Yet another NFT sale but this time it might actually be something unique. You can now own the original World Wide Web or well, you can own something like a digital representation of its source code. NFTs have successfully assigned value to digital assets and have provided a way to buy and sell them. What’s actually being sold is kind of a certificate of the ownership of the digital asset.
Now, Sir Tim Berners-Lee wants to be in on the action and he’s selling the World Wide Web. Sir Tim Berners-Lee has been dubbed the “Father of the Web” and he has now decided to auction off the original source code as an NFT. Imagine buying it and owning the original World Wide Web.
The work to be auctioned off includes the original archive of dated and time-stamped files from 1990 and 1991, containing 9,555 lines of source code. It even includes the original HTML documents that thought the first web users how to use the application. There is also a 30-minute long animated video of the code being written and a digital signature from the daddy, Berners-Lee himself.
The NFT also includes a letter written by him in he which reflects on the whole process of creating the code and the impact it has made on the whole world. In a press release, Berners-Lee explained that “Three decades ago, I created something which, with the subsequent help of a huge number of collaborators across the world, has been a powerful tool for humanity”. Indeed it has, one can’t imagine life without the internet anymore.

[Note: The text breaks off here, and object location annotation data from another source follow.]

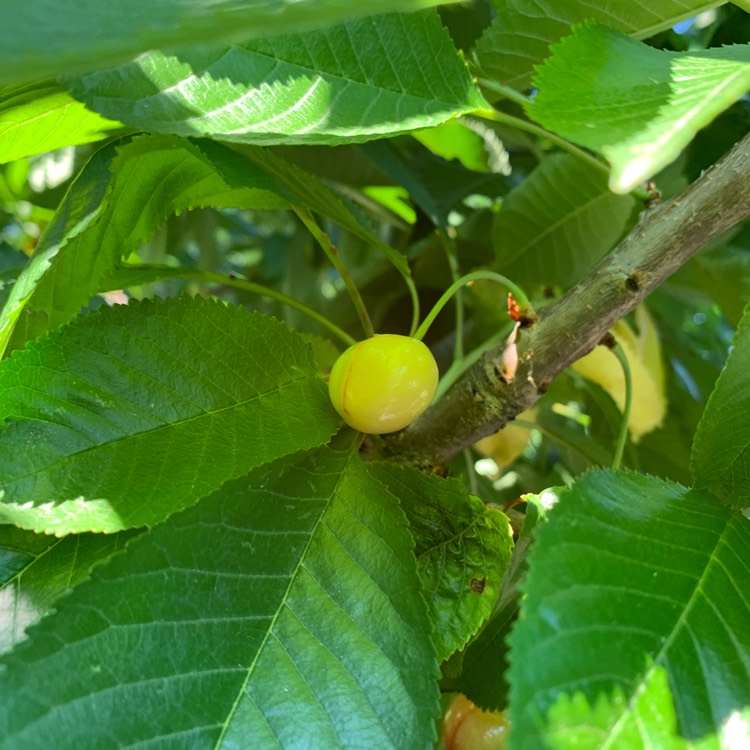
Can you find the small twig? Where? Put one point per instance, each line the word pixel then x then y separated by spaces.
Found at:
pixel 667 236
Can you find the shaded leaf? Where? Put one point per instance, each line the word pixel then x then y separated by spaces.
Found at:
pixel 123 194
pixel 558 223
pixel 136 412
pixel 724 272
pixel 437 186
pixel 637 105
pixel 347 83
pixel 574 723
pixel 720 460
pixel 42 116
pixel 283 611
pixel 484 663
pixel 631 575
pixel 462 546
pixel 36 570
pixel 523 30
pixel 97 34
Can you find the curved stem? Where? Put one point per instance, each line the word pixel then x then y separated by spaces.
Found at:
pixel 333 255
pixel 506 91
pixel 449 246
pixel 622 438
pixel 517 292
pixel 249 286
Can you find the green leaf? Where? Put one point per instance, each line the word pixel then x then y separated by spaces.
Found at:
pixel 484 663
pixel 33 46
pixel 42 116
pixel 724 272
pixel 437 186
pixel 36 570
pixel 283 611
pixel 720 460
pixel 637 105
pixel 347 83
pixel 122 196
pixel 574 723
pixel 136 412
pixel 523 30
pixel 631 575
pixel 463 549
pixel 558 223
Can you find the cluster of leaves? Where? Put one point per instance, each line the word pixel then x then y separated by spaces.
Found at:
pixel 194 553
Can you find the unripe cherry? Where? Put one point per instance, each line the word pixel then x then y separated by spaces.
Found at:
pixel 466 727
pixel 383 383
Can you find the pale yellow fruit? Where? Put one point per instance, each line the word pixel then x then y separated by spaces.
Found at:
pixel 506 445
pixel 643 352
pixel 383 383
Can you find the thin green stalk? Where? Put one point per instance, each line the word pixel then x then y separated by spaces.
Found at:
pixel 459 367
pixel 530 127
pixel 333 256
pixel 263 291
pixel 449 245
pixel 622 438
pixel 517 292
pixel 506 91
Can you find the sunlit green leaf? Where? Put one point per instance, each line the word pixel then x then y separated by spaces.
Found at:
pixel 42 116
pixel 122 196
pixel 720 460
pixel 462 546
pixel 575 723
pixel 631 575
pixel 283 611
pixel 637 105
pixel 523 30
pixel 556 225
pixel 347 83
pixel 136 412
pixel 43 37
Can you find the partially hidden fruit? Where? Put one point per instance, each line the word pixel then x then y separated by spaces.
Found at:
pixel 643 351
pixel 383 383
pixel 467 727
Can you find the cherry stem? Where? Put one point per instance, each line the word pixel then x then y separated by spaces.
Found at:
pixel 622 438
pixel 516 291
pixel 451 254
pixel 249 286
pixel 333 255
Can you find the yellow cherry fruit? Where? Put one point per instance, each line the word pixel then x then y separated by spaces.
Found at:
pixel 383 383
pixel 466 727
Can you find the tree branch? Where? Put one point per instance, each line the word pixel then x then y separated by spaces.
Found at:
pixel 666 237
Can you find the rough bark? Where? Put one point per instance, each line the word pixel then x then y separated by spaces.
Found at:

Berners-Lee further said that “For me, the best bit about the web has been the spirit of collaboration. While I do not make predictions about the future, I sincerely hope its use, knowledge, and potential will remain open and available to us all to continue to innovate, create and initiate the next technological transformation, that we cannot yet imagine”.
The NFT is aptly named “This Changed Everything” and is being auctioned by international art broker Sotheby’s in London. The auction will remain open from June 23 to June 30. The bidding starts at $1,000 and the money made will go to the initiatives supported by Berners-Lee and his wife, Rosemary Leith.